In a Dec. 8 Perspective piece in the journal Science, Poff, an expert in hydroecology and determining environmental flow needs for rivers, writes on the state of research in sustainable dam design. He highlights a new tool that researchers at Arizona State University are proposing for engineering river flows in Southeast Asia in order to sustain the economically and culturally important natural floodplain fisheries of the region.

"As a researcher, I am concerned about biodiversity conservation, and about sustaining rivers at a level of functional integrity that enables them to provide both biodiversity support as well as ecosystem goods and services," said Poff, who also holds a partial appointment in riverine science at Australia's University of Canberra. "I'm interested in where those intersect."

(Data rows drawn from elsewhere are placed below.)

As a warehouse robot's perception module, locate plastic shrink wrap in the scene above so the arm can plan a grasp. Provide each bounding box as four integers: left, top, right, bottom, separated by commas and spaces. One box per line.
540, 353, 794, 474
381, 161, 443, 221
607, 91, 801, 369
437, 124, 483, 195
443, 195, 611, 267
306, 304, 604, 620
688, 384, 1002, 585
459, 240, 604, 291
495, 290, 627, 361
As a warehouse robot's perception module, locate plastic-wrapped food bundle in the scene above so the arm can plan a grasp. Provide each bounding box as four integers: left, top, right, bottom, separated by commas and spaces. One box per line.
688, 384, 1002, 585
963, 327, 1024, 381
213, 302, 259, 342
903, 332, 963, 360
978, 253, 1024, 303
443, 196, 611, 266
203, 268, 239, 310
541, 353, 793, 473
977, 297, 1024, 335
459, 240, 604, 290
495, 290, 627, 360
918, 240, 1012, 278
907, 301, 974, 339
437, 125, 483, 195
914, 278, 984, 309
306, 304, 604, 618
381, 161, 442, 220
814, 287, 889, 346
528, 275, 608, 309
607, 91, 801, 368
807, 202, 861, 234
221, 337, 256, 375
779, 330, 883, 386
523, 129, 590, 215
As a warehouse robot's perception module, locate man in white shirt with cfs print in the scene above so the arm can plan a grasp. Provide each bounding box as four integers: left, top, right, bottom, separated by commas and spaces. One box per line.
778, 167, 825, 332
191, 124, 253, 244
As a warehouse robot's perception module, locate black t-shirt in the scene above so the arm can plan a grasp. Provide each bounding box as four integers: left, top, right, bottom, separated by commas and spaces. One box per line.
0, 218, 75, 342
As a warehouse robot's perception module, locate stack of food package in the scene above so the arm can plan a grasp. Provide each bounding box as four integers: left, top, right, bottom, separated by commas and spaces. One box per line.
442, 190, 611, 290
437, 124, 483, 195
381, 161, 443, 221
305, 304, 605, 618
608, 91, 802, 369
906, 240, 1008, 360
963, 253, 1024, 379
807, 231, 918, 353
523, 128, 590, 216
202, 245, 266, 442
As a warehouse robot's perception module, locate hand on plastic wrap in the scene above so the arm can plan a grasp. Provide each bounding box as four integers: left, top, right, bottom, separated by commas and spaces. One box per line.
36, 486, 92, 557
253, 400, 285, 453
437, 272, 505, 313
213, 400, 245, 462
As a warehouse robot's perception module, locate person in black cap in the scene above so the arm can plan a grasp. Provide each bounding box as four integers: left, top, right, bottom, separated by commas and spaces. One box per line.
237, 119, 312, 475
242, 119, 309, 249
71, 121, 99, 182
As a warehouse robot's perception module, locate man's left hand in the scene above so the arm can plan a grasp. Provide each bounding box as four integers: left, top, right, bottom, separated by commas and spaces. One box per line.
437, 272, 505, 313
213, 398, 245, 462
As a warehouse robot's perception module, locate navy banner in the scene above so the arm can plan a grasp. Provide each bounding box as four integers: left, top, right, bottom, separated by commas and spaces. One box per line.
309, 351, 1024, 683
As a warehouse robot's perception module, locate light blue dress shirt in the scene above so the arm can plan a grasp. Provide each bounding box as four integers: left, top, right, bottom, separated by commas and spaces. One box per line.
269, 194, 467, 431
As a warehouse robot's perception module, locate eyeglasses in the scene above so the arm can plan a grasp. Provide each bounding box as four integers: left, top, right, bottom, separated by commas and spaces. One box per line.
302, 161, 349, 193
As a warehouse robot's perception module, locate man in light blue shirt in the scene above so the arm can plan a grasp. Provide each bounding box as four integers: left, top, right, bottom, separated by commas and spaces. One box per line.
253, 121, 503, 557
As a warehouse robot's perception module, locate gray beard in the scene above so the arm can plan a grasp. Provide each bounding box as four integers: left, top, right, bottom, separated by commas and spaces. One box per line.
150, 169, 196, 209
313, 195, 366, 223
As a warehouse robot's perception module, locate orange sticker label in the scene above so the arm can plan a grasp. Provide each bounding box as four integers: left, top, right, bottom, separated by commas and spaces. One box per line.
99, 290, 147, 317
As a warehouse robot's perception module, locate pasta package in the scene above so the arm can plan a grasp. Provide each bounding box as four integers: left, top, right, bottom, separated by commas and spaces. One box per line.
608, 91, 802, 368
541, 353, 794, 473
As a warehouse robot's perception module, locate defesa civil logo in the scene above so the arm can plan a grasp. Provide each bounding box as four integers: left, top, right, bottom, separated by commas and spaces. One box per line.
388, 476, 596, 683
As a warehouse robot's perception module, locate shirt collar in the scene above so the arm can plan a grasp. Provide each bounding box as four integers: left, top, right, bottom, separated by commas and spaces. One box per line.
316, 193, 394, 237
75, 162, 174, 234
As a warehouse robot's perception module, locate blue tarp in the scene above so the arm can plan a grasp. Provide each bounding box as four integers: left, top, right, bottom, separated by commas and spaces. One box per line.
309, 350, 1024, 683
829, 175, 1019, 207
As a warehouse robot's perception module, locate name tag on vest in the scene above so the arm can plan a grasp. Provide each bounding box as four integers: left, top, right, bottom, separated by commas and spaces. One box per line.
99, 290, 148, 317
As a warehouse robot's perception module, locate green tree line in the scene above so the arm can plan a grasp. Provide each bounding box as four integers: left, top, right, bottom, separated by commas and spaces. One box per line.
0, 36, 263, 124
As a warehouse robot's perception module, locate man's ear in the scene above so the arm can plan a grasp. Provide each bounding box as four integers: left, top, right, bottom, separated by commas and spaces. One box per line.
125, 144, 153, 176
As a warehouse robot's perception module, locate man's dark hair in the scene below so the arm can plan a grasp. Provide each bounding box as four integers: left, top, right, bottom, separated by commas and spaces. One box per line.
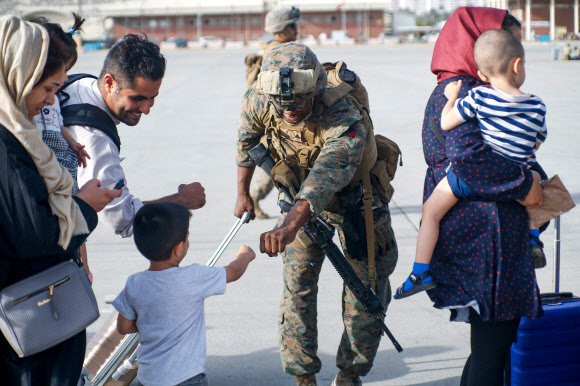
501, 11, 522, 31
133, 202, 191, 261
99, 34, 166, 88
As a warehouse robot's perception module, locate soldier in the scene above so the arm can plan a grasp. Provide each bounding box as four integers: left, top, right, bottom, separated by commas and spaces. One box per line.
245, 7, 300, 219
234, 43, 397, 385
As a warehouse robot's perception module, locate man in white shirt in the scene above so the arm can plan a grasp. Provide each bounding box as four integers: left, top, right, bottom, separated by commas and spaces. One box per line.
62, 34, 205, 237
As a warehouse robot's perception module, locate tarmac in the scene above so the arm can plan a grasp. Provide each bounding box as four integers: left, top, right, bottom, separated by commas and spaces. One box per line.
71, 44, 580, 386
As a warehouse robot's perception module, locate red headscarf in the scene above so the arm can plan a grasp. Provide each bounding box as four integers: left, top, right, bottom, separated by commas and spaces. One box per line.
431, 7, 507, 83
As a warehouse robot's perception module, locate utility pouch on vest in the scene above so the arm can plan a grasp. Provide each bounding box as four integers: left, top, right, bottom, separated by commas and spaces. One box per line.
245, 54, 263, 87
343, 201, 367, 260
270, 159, 300, 196
371, 134, 403, 203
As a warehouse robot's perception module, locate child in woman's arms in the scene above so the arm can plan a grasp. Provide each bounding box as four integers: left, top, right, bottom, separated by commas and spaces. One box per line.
394, 29, 548, 299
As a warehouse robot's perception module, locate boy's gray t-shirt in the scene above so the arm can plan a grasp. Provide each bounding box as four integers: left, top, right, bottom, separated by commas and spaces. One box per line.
113, 264, 226, 386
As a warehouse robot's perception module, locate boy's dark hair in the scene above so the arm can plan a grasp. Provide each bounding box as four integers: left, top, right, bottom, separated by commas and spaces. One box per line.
99, 34, 166, 88
501, 11, 522, 31
36, 31, 72, 84
133, 202, 191, 261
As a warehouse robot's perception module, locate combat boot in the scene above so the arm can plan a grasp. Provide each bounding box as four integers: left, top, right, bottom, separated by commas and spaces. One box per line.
296, 374, 317, 386
331, 370, 362, 386
252, 197, 270, 220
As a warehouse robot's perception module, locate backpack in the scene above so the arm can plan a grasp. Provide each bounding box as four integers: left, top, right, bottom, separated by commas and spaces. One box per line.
323, 62, 403, 203
58, 74, 121, 152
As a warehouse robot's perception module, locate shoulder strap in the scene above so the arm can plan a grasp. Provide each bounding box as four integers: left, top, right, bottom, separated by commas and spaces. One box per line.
61, 103, 121, 152
429, 118, 445, 147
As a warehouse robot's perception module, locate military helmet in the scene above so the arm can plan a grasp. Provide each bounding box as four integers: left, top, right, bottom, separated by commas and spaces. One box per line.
256, 42, 327, 105
264, 7, 300, 33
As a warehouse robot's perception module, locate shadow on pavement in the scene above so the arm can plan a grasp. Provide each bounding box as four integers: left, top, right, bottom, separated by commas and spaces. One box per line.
206, 346, 463, 386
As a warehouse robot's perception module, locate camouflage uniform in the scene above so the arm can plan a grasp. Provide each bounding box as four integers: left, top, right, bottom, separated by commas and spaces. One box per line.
246, 7, 300, 214
246, 40, 283, 211
237, 43, 397, 376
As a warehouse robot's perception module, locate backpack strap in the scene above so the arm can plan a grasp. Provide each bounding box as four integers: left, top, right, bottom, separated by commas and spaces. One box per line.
61, 103, 121, 152
57, 73, 98, 107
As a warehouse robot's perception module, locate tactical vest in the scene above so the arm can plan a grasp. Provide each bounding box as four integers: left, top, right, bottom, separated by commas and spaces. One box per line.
245, 40, 284, 87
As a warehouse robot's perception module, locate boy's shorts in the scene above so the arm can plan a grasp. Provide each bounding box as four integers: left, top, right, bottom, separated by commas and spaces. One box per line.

Writing with co-author Julian Olden of the University of Washington, Poff cites a new study that could provide innovative solutions to preserving river flow in the Mekong basin of Southeast Asia, where several new dams are being proposed. The ASU researchers report a spectral analysis tool that identifies dominant signals in hydrology time series. These signals predict the fisheries' production from year to year, opening possibilities to new flow management strategies.

Poff and Olden contend that balancing economic, social and ecological needs as dams come online in developing countries requires technological solutions like the ones described by the ASU researchers.

"Ultimately, managing rivers for multiple, sustainable benefits requires integrating scientific, social and policy perspectives into operational decision frameworks," the authors write.

Poff, who has also done extensive river work in the state of Colorado, adds that balancing water for society and ecosystems continues to be one of the state's biggest challenges. Techniques like the one described in Science may help improve health and sustainability for river ecosystems in Colorado, the U.S. and throughout the developing world.